Una vez aclarado que la noción de “cultura” que utiliza este artículo es la referida al sentido común y no directamente a la sociología o a la antropología, es necesario hacer dos precisiones adicionales. Primero diría que la literatura, la música, la poesía son valiosas por sí mismas. No tendríamos por qué, necesariamente, atribuirles una función pedagógica. Por su valor intrínseco, estas expresiones valen. Tan es así, que Zaid (2013, p. 297) piensa que la “cultura no debe ser tratada como el resto de la vida material. Las obras creadoras son de interés público” al grado de que la sociedad las “expropia para el dominio público”.

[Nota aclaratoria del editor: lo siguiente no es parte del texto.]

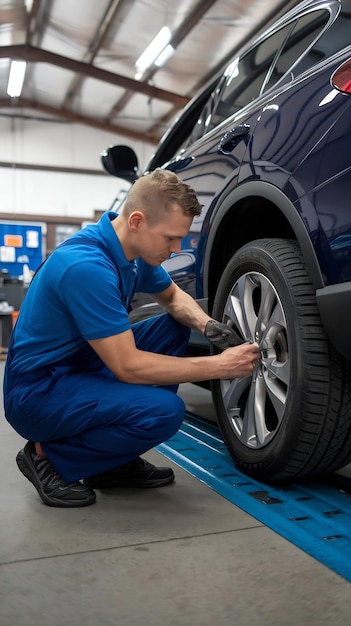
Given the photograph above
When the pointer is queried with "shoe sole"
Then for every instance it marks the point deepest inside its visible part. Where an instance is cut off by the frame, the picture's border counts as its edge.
(25, 466)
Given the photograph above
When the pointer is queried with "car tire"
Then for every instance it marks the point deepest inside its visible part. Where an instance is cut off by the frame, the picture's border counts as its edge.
(291, 418)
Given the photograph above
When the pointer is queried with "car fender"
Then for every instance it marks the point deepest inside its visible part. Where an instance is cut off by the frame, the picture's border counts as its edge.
(283, 203)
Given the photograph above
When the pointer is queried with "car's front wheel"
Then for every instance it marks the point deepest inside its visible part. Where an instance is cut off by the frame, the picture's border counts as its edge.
(291, 418)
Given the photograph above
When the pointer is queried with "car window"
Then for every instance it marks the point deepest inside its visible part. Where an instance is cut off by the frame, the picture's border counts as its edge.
(245, 76)
(298, 53)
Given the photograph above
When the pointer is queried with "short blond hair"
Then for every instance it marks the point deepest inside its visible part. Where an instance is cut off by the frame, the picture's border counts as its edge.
(157, 193)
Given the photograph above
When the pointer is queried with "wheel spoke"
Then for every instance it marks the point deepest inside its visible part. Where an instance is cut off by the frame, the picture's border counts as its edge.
(240, 307)
(255, 406)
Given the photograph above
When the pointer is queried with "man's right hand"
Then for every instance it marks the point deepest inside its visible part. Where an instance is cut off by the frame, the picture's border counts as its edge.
(240, 361)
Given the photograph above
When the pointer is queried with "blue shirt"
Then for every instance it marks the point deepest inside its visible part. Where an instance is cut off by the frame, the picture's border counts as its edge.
(81, 292)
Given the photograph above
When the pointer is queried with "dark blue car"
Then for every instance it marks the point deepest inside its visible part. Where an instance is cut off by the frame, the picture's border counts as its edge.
(267, 147)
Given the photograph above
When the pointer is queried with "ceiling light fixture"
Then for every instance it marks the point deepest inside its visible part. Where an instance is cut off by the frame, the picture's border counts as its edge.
(165, 55)
(16, 78)
(154, 51)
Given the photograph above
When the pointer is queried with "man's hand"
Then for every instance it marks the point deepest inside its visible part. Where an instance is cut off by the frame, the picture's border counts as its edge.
(240, 361)
(221, 335)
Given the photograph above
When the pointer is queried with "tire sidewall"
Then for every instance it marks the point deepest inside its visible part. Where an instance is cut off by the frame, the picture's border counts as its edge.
(255, 257)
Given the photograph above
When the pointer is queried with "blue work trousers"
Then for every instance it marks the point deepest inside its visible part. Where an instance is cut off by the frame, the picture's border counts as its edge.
(86, 420)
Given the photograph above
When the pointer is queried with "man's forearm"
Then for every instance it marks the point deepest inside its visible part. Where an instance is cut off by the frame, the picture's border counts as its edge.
(186, 311)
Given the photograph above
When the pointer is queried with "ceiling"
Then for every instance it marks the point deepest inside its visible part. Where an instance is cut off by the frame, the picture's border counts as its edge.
(81, 56)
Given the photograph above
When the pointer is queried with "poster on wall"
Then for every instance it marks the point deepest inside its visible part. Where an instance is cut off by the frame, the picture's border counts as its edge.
(21, 248)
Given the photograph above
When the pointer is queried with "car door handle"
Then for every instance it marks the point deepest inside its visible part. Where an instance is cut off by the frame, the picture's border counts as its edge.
(231, 138)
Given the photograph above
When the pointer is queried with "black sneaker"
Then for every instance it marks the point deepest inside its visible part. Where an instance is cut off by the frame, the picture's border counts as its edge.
(51, 487)
(137, 473)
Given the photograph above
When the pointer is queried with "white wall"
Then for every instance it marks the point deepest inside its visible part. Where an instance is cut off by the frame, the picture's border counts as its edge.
(64, 144)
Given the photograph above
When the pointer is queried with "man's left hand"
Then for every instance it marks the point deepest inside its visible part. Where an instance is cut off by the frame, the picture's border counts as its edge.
(221, 335)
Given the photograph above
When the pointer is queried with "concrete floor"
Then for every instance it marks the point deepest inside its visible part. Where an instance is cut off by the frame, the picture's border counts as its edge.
(181, 555)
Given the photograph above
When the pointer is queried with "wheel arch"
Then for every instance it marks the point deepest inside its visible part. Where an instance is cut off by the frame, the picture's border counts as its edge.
(262, 210)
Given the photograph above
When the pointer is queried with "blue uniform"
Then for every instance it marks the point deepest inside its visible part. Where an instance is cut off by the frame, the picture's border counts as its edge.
(57, 390)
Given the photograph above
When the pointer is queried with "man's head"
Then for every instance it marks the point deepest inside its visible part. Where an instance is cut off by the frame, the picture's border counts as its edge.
(157, 214)
(155, 194)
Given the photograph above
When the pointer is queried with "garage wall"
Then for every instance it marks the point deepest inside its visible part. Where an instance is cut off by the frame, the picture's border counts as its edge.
(59, 144)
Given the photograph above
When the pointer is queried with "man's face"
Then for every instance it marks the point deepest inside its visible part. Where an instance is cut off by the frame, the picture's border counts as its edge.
(156, 243)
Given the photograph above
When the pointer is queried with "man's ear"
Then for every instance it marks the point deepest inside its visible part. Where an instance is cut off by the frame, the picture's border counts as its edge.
(136, 220)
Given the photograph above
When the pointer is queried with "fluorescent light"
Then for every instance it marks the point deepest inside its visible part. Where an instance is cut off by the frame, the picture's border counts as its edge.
(153, 51)
(16, 78)
(165, 55)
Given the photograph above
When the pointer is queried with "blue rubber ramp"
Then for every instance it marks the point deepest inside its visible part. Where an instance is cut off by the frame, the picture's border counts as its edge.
(314, 515)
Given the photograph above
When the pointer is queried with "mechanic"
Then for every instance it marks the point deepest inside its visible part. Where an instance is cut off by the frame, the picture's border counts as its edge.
(90, 391)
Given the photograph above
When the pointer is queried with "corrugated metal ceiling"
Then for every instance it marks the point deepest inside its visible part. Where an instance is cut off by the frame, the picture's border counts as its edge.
(81, 57)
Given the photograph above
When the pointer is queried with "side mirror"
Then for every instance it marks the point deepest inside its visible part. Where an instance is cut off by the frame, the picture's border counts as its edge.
(341, 78)
(121, 161)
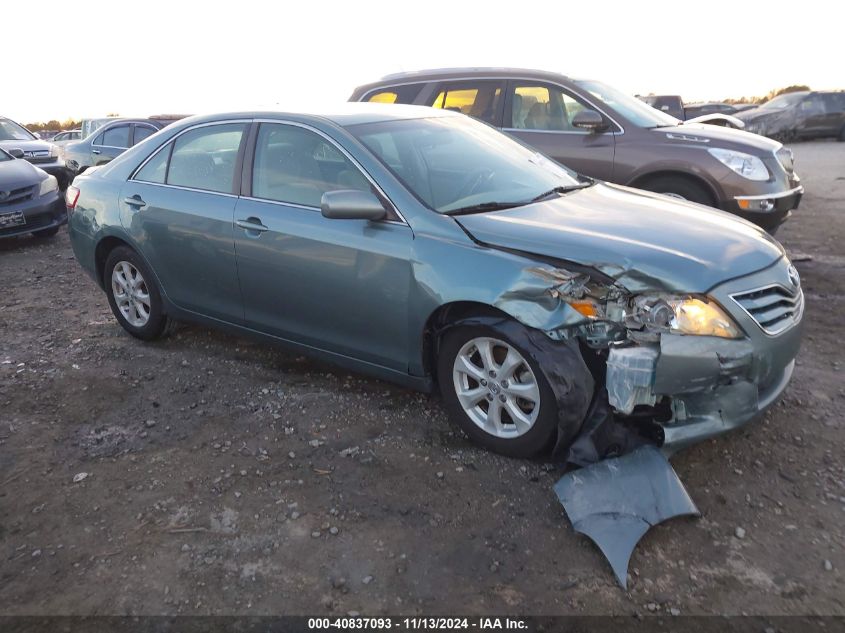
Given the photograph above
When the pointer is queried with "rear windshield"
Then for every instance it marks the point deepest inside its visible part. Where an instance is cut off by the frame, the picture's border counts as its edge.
(452, 163)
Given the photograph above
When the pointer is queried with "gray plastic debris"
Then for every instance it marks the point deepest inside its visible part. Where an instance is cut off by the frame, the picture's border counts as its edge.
(616, 501)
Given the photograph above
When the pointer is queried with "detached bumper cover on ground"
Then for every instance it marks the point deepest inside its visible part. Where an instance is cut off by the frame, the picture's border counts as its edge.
(616, 501)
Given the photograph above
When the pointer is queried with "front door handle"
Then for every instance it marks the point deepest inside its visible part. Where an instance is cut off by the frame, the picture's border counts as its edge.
(252, 224)
(135, 201)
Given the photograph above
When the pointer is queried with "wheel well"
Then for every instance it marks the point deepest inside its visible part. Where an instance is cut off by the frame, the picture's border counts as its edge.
(443, 316)
(640, 181)
(101, 254)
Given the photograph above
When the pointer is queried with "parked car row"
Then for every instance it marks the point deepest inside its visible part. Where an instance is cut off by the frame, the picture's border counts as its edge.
(675, 106)
(30, 201)
(603, 133)
(798, 116)
(43, 154)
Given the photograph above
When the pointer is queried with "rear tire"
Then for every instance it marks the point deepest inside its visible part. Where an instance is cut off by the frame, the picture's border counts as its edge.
(133, 294)
(679, 187)
(493, 385)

Pero hay otro argumento más para reafirmar el valor intrínseco de las obras o expresiones artísticas. De acuerdo con Vargas Llosa (2012), los “grandes humanistas”, tienen una función muy distinta de la del científico, especialista o “tecnócrata”. El trabajo de los creadores, explica el escritor:
no va orientado en una dirección; va orientado al conjunto de la sociedad y de alguna manera establece los denominadores comunes que se pierden en la sociedad con la modernización y la industrialización. La sociedad moderna va segregando, va separando a los individuos, y por eso en esta sociedad es tan importante un denominador común que nos hace sentir siempre solidarios y fraternos, porque establece entre nosotros una comunidad de intereses. Esa comunidad de intereses sólo la crea la cultura (Vargas Llosa, 2012, p. 21).
Segunda aclaración: tampoco es acertado considerar que la probable función educadora de la cultura presenta un “problema de orden”, es decir, que primero tengamos que producir o encargar obras artísticas de alta sensibilidad para luego formarnos o crecer pedagógicamente. No. La espontaneidad y la creatividad del artista corren caminos distintos de lo instrumental. Si nos emocionamos al leer una novela, un poema o al ver una película puede ser por una evocación íntima, la cual se activa gracias a la sensibilidad del artista y no porque una sociedad o grupo de poder la juzgue como “buena” y mucho menos correcta. Al crearse libremente, el arte no busca moralizar. Esto lo sabía bien el escritor Oscar Wilde (s. f.), quien pensaba que no había cosa tal como un libro moral o inmoral, sino solamente un libro bien o mal escrito. Asignar funciones extra artísticas a las grandes obras es arriesgado y, en ocasiones, empobrecedor (e. g. el “arte revolucionario”).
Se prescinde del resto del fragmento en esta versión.